Joseph Hansen

Macdonald Cries Out Against
Shachtman’s Internal Regime

(21 December 1940)


Source: Socialist Appeal, Vol. 4 No. 51, 21 December 1940, p. 4.
Transcription/HTML Markup: 2019 by Einde O’Callaghan.
Public Domain: Joseph Hansen Internet Archive 2020; This work is completely free. In any reproduction, we ask that you cite this Internet address and the publishing information above.


For some time reports have been reaching us that factional war is convulsing the ranks of the petty-bourgeois opposition which split from the Fourth International last spring. A new wing of oppositionists to the official oppositionist leadership has cropped up in much the same way that lesser fleas are reputed to crop up on bigger fleas.

It is reported that a wing which rejects Marxism openly is struggling for domination of the so-called Workers Party against the wing which rejects Marxism surreptitiously, and that this is the reason for the voluminous polemics which have been appearing under the name of Max Shachtman in Labor Action.

Now that the electoral campaign is over and it is safe to attack one’s campaign manager, the polemics have been directed particularly against Dwight Macdonald, who heads the Burnham residue in the “Workers Party” and who publicly advocates revision of the basic doctrines of Marxism.

However Macdonald is struggling not only against Marxism as he did together with Shachtman in the ranks of the Fourth International, he is also struggling against the internal regime in his party.

Recently he wrote an exposé of conditions in his party which we think deserves more wide-spread publicity than Shachtman is willing to give it. Here are some of the more salient points of Macdonald’s exposé as mimeographed for the membership of the group:

The exposéis entitled, Fraternity – A Note on the Intellectual Atmosphere in the Party, that is, the “Workers Party.” It appears that J.R. Johnson, fellow-editor with Dwight of the New International, without consulting the other editors, or the ruling body of the party nevertheless polemized “in the sharpest terms against another member of the party, namely myself, while ostensibly attacking the bourgeois press.”

“I have dwelt at such length on this episode,” complains Macdonald, “not because of its intrinsic importance, but because it is a specially good example of the serious degeneration in the intellectual life of the party since the split. Under the pressure of the war crisis and, at least in my opinion, of the impotence of Johnson and other leading comrades to cope with international developments on the basis of their simple-minded mechanical-Marxist approach, there has been generated a really poisonous atmosphere. Comrades who, like myself, dissatisfied, with the official ‘answers’ and are casting about, for more satisfactory interpretations, are regarded with the same fear and bitterness and suspicion as Cannon used to regard all of us during the faction fight. Why, after all, was Johnson impelled to go to such fantastic lengths in order to score a point off my Partisan Review article? Not because of the point he criticizes—a minor part of the article—but for an entirely different reason: because my general conception of fascism is ‘unorthodox’ and, in his opinion dangerous. This is what is believed the whole business, this is the real issue.”
 

Corrupt, Degenerate Regime

So corrupt and degenerated has become the regime in the so-called Workers Party that it is apparently denying the very principle upon which it justified its split from the Fourth International. It will be recalled that the Burnham-Shachtman group insisted at the time of the split upon their “right” to publish their attacks on Marxism in the public party press whenever they felt like it.

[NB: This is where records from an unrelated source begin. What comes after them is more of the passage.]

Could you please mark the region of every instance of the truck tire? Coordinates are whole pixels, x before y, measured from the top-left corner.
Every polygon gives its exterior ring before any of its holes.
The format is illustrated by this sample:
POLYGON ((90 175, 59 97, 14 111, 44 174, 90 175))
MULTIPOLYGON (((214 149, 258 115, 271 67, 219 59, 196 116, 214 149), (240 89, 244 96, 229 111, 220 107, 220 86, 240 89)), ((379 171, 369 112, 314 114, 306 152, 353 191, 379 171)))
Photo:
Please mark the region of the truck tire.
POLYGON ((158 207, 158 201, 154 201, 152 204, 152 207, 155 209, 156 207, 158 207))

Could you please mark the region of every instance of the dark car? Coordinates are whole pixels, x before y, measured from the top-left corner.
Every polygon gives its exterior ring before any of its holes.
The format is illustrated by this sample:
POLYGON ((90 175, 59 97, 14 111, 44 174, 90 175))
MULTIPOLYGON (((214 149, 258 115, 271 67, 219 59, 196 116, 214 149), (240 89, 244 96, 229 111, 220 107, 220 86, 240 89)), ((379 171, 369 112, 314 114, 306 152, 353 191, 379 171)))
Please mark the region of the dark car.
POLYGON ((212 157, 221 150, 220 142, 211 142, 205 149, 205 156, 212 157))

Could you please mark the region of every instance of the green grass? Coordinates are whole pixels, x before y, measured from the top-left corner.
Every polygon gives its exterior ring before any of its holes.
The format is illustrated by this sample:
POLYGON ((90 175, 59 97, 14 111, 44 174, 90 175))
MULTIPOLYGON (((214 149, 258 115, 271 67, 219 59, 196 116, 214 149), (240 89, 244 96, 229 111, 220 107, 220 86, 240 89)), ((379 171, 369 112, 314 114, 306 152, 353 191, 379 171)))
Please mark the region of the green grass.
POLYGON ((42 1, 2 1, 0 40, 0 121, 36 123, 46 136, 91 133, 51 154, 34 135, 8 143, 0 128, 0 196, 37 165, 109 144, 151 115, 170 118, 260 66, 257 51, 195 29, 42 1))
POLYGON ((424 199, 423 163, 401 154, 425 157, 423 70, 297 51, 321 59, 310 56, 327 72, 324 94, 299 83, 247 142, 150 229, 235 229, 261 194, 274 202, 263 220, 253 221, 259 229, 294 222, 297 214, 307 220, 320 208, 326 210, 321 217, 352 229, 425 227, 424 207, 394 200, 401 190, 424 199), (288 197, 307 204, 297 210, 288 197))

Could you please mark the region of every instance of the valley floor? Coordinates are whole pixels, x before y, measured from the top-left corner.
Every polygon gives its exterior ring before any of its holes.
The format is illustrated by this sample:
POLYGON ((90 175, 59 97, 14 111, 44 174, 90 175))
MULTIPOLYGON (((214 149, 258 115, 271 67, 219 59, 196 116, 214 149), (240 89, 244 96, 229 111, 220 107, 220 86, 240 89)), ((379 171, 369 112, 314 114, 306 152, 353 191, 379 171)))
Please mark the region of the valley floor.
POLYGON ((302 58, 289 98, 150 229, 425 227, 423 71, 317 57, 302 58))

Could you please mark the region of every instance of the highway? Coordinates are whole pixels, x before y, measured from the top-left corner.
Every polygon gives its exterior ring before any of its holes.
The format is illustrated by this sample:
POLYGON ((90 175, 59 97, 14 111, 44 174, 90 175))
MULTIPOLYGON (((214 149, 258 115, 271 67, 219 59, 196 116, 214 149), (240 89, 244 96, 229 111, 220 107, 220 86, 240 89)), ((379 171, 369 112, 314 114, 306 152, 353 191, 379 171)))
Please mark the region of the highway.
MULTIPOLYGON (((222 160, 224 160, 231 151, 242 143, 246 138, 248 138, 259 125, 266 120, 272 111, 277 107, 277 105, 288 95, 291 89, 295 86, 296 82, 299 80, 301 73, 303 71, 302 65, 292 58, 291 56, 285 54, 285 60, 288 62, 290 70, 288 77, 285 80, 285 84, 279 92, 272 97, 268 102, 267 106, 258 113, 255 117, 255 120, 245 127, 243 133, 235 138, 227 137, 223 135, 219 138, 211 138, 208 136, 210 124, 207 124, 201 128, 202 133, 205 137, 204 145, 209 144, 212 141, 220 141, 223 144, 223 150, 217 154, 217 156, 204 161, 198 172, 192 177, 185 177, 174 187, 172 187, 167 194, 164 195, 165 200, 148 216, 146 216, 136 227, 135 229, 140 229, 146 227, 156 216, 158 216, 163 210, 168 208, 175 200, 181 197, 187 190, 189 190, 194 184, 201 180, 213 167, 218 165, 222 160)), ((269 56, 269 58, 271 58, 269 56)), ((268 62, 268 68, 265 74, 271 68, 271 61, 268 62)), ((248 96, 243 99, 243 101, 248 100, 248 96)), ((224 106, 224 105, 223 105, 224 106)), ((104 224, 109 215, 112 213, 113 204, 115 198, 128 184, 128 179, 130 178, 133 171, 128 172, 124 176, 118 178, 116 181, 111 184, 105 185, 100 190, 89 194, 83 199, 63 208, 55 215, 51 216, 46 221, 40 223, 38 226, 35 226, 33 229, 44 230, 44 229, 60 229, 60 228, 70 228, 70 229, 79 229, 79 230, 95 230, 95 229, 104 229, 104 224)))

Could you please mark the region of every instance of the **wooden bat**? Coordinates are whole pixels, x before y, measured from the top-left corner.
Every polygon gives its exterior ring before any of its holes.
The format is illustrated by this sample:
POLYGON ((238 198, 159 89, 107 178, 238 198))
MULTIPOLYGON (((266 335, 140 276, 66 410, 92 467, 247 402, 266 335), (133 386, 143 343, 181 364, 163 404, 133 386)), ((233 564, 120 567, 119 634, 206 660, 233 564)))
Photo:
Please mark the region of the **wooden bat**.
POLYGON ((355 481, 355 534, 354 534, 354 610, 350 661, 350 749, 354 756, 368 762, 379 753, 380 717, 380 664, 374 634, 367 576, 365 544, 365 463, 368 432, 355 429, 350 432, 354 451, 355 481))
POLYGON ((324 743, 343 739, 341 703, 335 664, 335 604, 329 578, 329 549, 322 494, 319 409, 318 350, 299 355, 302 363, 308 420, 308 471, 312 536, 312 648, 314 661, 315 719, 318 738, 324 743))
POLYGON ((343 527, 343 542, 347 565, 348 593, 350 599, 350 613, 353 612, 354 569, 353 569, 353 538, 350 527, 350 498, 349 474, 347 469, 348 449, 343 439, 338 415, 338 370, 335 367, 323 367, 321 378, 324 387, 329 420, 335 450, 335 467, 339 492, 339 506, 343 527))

They insisted that it was necessary for them to split so that they could publish their own press. “Mere” internal party bulletins were not enough for them.

Now they deny their own principles, for Macdonald is compelled to ask: “Let’s have the argument conducted in the open, not (by means of such envenomed masked attacks as this one of Johnson.”

Macdonald sums up his exposé of the regime of the so-called Workers Party very succinctly:

“We have one editor launching a venomous polemic against another editor in the very editorial columns ... He has done this without mentioning either me or Partisan Review by name, so that those inside the party would realize what he meant, while the outside public would remain in ignorance of the real aim of the attack ... Johnson went to such lengths that to have mentioned me by name would have not only provoked a real scandal but would have made the NI look like a very peculiar sort of magazine, with one editor denouncing another as a counter-revolutionary squawker ... His editorial thus has the character of a lynching rather than a legal execution ... I cannot see how revolutionaries and counter-revolutionaries can exist side by side either on the editorial board of a Marxist magazine or in a revolutionary party.”

If Macdonald is not satisfied with what publicity we have been able to give his exposé we suggest that he start his own journal under the protecting wing of the political committee of his party and blast that committee publicly for what he terms the “serious degeneration” they have permitted “in the intellectual life of the party since the split.”